Installing search based on OpenSearch
This topic provides information on how to configure search based on OpenSearch for your DX deployment.
The search currently provides the following capabilities:
- WCM crawling
- Pushing API for use with WCM Content Sources
- Searching using REST API
- Searching Digital Asset Management (DAM) indexes
Prerequisites
To use the capabilities of OpenSearch, it is required to have a DX deployment running inside Kubernetes. This DX deployment must at least contain DX Core because it contains the Web Content Manager (WCM) and is used for ACL lookup.
Limitations
The search currently has the following limitations:
- The REST API request body size is limited to 5 MB.
- A search result is limited to 10,000 results.
Preparing your Kubernetes Cluster
Make sure that your Kubernetes nodes meet the requirements before running OpenSearch in your Kubernetes cluster. Set the configuration of both the maximum number of open files and the maximum memory allocation capabilities.
Ensure that you have at least configured nofile 65536
and vm.max_map_count=262144
on your Kubernetes nodes. The configuration depends on your Kubernetes node setup. Refer to the documentation of your cloud provider for information on how to adjust these values.
If you want to know more about settings for OpenSearch, you can also refer to Important Settings in the official OpenSearch documentation.
Preparing certificates for inter-service communication
The search uses certificate authentication for the communication between OpenSearch nodes and the search middleware.

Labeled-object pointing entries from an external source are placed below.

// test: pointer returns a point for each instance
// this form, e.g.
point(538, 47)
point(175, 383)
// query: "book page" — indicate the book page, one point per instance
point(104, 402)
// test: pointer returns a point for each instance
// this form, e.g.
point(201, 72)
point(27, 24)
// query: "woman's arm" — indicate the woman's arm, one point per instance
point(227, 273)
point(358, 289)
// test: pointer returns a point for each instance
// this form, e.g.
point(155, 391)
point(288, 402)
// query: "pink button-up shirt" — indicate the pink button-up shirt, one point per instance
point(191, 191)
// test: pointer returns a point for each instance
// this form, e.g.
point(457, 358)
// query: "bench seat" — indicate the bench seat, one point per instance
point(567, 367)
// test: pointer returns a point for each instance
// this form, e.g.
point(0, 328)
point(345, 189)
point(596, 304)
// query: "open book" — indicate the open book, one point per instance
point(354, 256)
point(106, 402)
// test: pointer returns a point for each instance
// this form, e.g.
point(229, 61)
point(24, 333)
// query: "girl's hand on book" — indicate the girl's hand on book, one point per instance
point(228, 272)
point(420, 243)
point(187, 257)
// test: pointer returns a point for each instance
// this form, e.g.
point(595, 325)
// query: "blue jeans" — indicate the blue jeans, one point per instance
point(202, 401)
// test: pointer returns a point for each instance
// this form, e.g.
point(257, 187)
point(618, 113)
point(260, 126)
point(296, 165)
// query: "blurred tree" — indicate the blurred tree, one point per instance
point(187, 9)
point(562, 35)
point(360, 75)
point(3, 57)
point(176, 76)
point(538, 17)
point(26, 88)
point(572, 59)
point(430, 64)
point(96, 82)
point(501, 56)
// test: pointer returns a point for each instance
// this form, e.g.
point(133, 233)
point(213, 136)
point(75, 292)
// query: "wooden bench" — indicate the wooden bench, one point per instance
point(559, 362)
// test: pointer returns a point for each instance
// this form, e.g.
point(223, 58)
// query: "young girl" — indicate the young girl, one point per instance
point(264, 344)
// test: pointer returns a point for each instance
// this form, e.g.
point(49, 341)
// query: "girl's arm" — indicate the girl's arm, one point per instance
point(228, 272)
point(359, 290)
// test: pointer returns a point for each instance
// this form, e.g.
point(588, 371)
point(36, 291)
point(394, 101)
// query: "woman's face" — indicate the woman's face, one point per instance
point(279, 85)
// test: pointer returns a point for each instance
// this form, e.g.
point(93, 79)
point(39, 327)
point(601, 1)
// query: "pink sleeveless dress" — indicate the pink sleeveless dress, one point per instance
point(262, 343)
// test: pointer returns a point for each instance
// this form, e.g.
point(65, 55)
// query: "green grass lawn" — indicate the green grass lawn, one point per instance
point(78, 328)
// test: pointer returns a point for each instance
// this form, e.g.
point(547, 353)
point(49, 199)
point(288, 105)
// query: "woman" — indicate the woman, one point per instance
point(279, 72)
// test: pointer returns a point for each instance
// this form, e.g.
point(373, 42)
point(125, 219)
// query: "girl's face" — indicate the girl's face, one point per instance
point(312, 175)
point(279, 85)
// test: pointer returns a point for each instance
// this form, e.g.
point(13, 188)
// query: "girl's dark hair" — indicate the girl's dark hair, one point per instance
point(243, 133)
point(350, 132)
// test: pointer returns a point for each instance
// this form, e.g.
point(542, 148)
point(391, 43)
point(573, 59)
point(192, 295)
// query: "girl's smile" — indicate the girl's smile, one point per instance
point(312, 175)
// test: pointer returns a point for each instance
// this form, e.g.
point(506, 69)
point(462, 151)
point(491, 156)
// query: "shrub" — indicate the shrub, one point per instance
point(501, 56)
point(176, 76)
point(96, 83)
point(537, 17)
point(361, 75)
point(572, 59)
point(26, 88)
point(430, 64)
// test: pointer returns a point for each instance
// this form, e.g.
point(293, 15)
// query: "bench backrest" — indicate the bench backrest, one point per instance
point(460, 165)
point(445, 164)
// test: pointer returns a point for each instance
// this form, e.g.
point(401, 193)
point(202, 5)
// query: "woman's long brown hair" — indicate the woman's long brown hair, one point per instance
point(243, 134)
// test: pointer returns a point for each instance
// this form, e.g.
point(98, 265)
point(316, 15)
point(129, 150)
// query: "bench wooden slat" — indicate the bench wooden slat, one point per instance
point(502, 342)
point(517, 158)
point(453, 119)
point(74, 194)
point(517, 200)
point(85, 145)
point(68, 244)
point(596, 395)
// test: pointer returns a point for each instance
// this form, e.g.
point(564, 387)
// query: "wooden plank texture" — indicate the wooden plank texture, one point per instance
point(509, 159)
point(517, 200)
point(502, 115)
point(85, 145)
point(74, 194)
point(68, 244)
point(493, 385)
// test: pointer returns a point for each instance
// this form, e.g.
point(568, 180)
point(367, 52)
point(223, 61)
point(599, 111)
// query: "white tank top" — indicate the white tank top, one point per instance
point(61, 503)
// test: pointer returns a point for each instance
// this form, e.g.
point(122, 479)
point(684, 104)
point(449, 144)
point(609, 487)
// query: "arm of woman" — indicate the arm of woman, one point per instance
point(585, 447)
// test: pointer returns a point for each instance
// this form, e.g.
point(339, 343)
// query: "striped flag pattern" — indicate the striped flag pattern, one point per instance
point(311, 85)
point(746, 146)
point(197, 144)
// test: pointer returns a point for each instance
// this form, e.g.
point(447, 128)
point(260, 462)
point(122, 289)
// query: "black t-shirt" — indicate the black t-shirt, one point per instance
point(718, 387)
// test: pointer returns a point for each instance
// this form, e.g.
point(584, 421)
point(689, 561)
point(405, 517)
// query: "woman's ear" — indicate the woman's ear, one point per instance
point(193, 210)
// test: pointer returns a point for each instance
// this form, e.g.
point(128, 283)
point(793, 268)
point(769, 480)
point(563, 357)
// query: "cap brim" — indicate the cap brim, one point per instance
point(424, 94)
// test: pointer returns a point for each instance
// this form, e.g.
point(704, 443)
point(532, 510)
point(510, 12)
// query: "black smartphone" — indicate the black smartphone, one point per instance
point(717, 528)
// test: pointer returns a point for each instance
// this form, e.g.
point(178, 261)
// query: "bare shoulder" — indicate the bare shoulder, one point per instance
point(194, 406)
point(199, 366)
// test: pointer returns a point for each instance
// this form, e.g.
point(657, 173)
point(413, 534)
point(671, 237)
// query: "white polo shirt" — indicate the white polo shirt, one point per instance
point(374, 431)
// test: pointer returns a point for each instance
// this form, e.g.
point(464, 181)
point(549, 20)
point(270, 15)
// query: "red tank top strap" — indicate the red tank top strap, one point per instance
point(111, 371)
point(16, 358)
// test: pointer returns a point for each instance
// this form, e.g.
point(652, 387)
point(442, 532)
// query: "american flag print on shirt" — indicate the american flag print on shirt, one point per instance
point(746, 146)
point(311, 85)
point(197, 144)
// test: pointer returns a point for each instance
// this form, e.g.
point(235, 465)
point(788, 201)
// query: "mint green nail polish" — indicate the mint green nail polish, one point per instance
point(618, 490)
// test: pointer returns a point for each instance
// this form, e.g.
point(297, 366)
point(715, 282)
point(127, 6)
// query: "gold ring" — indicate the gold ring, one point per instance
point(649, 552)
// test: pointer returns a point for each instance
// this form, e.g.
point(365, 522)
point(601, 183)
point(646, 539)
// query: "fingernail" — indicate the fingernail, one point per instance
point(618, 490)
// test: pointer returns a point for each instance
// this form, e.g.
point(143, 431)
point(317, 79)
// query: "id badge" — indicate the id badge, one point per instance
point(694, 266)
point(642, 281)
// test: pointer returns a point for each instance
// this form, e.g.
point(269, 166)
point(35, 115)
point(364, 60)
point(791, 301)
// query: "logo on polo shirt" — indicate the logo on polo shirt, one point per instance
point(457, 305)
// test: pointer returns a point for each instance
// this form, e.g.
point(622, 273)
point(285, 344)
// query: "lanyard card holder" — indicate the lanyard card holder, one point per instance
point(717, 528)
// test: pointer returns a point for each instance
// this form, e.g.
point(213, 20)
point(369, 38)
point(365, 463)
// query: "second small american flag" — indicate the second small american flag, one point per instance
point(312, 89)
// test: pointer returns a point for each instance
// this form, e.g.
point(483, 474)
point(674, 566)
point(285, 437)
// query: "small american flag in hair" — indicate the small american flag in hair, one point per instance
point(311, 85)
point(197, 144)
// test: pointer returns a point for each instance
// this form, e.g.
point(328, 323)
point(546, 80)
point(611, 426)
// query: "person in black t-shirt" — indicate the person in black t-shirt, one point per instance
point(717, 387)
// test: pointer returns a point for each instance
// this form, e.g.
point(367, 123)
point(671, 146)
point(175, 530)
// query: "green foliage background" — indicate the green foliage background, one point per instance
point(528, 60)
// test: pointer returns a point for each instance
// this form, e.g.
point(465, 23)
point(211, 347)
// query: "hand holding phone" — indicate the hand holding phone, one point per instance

To get this communication established, you must create certificates and store them in their respective secrets.
The following commands configure the secrets consumed by the applications:
# Root CA for certificates
openssl genrsa -out root-ca-key.pem 2048
openssl req -new -x509 -sha256 -key root-ca-key.pem -subj "/C=US/O=ORG/OU=UNIT/CN=opensearch" -out root-ca.pem -days 730
# Admin cert for OpenSearch configuration
openssl genrsa -out admin-key-temp.pem 2048
openssl pkcs8 -inform PEM -outform PEM -in admin-key-temp.pem -topk8 -nocrypt -v1 PBE-SHA1-3DES -out admin-key.pem
openssl req -new -key admin-key.pem -subj "/C=US/O=ORG/OU=UNIT/CN=A" -out admin.csr
openssl x509 -req -in admin.csr -CA root-ca.pem -CAkey root-ca-key.pem -CAcreateserial -sha256 -out admin.pem -days 730
# Node cert for inter node communication
openssl genrsa -out node-key-temp.pem 2048
openssl pkcs8 -inform PEM -outform PEM -in node-key-temp.pem -topk8 -nocrypt -v1 PBE-SHA1-3DES -out node-key.pem
openssl req -new -key node-key.pem -subj "/C=US/O=ORG/OU=UNIT/CN=opensearch-node" -out node.csr
openssl x509 -req -in node.csr -CA root-ca.pem -CAkey root-ca-key.pem -CAcreateserial -sha256 -out node.pem -days 730
# Client cert for application authentication
openssl genrsa -out client-key-temp.pem 2048
openssl pkcs8 -inform PEM -outform PEM -in client-key-temp.pem -topk8 -nocrypt -v1 PBE-SHA1-3DES -out client-key.pem
openssl req -new -key client-key.pem -subj "/C=US/O=ORG/OU=UNIT/CN=opensearch-client" -out client.csr
openssl x509 -req -in client.csr -CA root-ca.pem -CAkey root-ca-key.pem -CAcreateserial -sha256 -out client.pem -days 730
# Create kubernetes secrets
kubectl create secret generic search-admin-cert --from-file=admin.pem --from-file=admin-key.pem --from-file=root-ca.pem -n YOUR_NAMESPACE
kubectl create secret generic search-node-cert --from-file=node.pem --from-file=node-key.pem --from-file=root-ca.pem -n YOUR_NAMESPACE
kubectl create secret generic search-client-cert --from-file=client.pem --from-file=client-key.pem --from-file=root-ca.pem -n YOUR_NAMESPACE
Adjust the YOUR_NAMESPACE
placeholder according to your Kubernetes Namespace in which you have DX and search deployed. If you do not perform this step, the OpenSearch nodes are not initialized and the search middleware cannot communicate with them.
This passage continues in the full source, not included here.